A couple things Ob. I was aware of your dive into Wellesley, but was surprised about your dive into the intermediate term bond fund.
The data in your OP seems to be based on the Wellesley growth of $10,000 chart on their website and comparing April 30 to July 31. IIRC you made you investment in Wellesley in early March so if your are going to assess your investment performance based on that graph you should probably look at Feb 28 ($10,490) compared to Jul 31 ($10,788). Alternatively, you could compare the share price(s) you bought at to the current share price but that would be somewhat too simple since you have received a couple dividends since March. Based on the timing of the post when you bought Wellesley, I think you may be up. The best way to assess your performance is to (if you use Quicken) look at a Investment Performance Report for that holding since it will look at the specific day(s) you invested and any dividends were reinvested and the ending value. Or if you don't use Quicken you can log on to VG and go to Personal Performance under the My Accounts tab and look at the Select specific holdings choice on that screen.
On the bond fund, intermediate term bonds have been taking a beating lately and you may have seen several threads where some people are concerned about the near term outlook for bonds given the widely expected increase in interest rates (which cause the value of bonds to decline) and that is what is driving the decline in that fund. That fund has a duration of 6.6, which means that for each 1% increase in interest rates that one would expect that fund to decline in value 6.6%. If the economy continues to improve and interest rates increase then one would expect that and other bond funds to decline in value and gradually recover over the long run as maturing bonds are reinvested by the funds at those higher interest rates. So if your time horizon for this investment is long (say 10 years or more) then you should come out fine in the long run.
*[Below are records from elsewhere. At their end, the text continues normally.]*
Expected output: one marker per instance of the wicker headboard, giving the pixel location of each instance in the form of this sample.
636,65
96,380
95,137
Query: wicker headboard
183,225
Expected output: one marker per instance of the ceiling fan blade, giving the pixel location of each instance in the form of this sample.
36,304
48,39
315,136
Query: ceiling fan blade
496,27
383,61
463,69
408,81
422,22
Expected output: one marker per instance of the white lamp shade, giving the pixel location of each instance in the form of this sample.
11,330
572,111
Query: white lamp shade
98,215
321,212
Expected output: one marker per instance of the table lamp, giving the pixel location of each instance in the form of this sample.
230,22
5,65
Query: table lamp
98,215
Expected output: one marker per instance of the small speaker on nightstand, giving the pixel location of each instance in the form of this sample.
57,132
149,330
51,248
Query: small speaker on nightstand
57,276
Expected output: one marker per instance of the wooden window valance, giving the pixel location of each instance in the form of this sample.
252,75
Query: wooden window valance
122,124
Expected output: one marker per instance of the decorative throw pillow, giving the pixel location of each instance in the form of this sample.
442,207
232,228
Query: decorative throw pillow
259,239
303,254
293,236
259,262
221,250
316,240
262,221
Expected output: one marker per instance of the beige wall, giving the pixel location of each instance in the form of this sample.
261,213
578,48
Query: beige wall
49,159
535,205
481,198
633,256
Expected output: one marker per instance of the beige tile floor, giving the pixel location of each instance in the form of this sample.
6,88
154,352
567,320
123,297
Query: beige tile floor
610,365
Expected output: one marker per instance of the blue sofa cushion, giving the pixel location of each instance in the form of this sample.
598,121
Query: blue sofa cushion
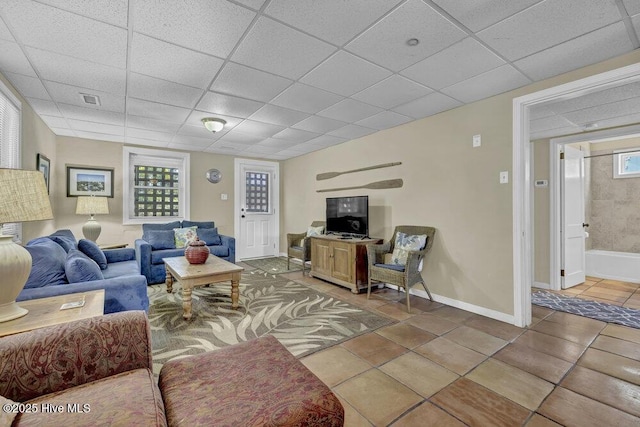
81,268
161,239
47,263
221,251
209,235
199,224
92,250
153,226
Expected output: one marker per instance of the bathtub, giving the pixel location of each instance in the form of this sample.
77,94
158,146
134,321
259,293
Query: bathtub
622,266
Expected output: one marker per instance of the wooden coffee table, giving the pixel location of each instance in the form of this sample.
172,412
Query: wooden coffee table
189,276
46,311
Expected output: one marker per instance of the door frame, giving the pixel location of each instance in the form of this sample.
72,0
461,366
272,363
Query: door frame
556,146
275,200
522,194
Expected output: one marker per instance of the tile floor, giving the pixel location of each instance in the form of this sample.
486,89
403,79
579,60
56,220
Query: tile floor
614,292
442,366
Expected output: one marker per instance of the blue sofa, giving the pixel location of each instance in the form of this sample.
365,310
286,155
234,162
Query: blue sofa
157,243
56,259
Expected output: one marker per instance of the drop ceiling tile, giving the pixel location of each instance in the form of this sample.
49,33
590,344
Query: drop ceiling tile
428,105
278,115
306,98
281,50
465,59
5,34
76,72
546,24
384,120
54,122
218,103
138,122
149,134
209,26
113,12
238,80
334,21
296,135
29,87
593,47
632,7
263,130
319,124
138,107
350,110
67,94
81,125
56,30
13,59
480,14
392,92
170,62
345,74
351,132
498,80
91,115
385,43
41,106
152,89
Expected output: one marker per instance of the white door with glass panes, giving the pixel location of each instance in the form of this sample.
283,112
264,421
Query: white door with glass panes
257,227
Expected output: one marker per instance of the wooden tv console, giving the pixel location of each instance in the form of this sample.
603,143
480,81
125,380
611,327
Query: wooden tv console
341,261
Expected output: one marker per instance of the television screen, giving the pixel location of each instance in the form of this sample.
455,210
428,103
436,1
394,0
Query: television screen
348,215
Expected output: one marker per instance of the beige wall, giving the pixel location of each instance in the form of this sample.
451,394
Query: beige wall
448,184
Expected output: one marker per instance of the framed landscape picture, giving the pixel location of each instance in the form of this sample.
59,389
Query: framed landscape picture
43,164
89,181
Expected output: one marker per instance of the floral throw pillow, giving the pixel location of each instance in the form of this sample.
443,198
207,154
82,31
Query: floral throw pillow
405,243
184,236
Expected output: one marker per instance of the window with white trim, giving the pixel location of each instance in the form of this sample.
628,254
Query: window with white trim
626,163
156,184
10,146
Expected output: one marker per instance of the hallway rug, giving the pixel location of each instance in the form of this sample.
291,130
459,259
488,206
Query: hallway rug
304,320
274,265
595,310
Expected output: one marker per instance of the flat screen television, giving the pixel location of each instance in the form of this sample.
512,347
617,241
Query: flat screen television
348,215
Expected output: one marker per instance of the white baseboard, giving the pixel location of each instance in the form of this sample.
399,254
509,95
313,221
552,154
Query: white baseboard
493,314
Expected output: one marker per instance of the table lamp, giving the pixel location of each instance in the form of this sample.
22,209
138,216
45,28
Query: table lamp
23,197
92,205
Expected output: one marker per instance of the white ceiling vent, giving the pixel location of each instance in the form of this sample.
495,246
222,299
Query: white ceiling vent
90,99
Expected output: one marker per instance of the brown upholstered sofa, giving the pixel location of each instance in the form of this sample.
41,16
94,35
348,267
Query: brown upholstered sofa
99,372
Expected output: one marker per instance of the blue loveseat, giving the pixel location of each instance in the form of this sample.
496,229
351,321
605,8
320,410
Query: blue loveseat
158,242
57,260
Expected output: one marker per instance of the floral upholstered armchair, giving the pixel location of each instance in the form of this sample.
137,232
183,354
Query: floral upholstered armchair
400,261
299,244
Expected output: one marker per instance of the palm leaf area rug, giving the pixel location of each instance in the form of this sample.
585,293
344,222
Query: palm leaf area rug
303,320
592,309
274,265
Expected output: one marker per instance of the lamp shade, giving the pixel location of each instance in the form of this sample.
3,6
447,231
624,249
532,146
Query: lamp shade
23,196
92,205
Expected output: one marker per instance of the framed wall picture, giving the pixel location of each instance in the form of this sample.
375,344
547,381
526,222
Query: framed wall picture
88,181
43,164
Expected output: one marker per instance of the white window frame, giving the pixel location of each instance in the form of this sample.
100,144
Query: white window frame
11,157
618,163
158,156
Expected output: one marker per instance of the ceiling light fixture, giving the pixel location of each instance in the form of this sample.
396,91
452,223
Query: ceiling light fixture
213,124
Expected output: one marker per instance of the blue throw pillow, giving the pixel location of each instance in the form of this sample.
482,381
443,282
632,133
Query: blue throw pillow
161,239
90,249
199,224
47,263
209,235
80,268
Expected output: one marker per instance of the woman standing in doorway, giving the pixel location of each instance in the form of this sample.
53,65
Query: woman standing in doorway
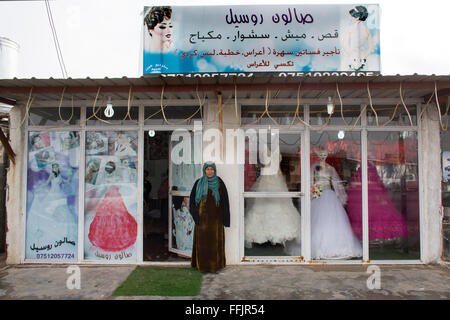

As you may appreciate having been around here for a long time, many of us hold bonds not because we love bonds or the income of bonds, but to add stability and diversification to our overall portfolios. IOW, for me for example, as interest rates rise I expect my bond returns to be negative in the short term and very modest (2-3%) in the long term but assuming the cause of the interest rate rise is an improving economy I expect my equities to do very well and the 40% of bonds that I hold add stability and diversification to my overall portfolio. To be candid, since you don't hold any stocks (other than inside Wellesley) so you won't gain the diversification benefits of bonds, I would not see bonds as being a good investment for you in the near term.
If I was investing only for income, I would not be keen on bond funds right now due to the interest rate risk, but I would favor individual bonds or target date bond funds. Over the past 6 months, I have moved a significant part of my bond portfolio to target date bond funds that mature in 2019 and 2020 as a substitute for CDs.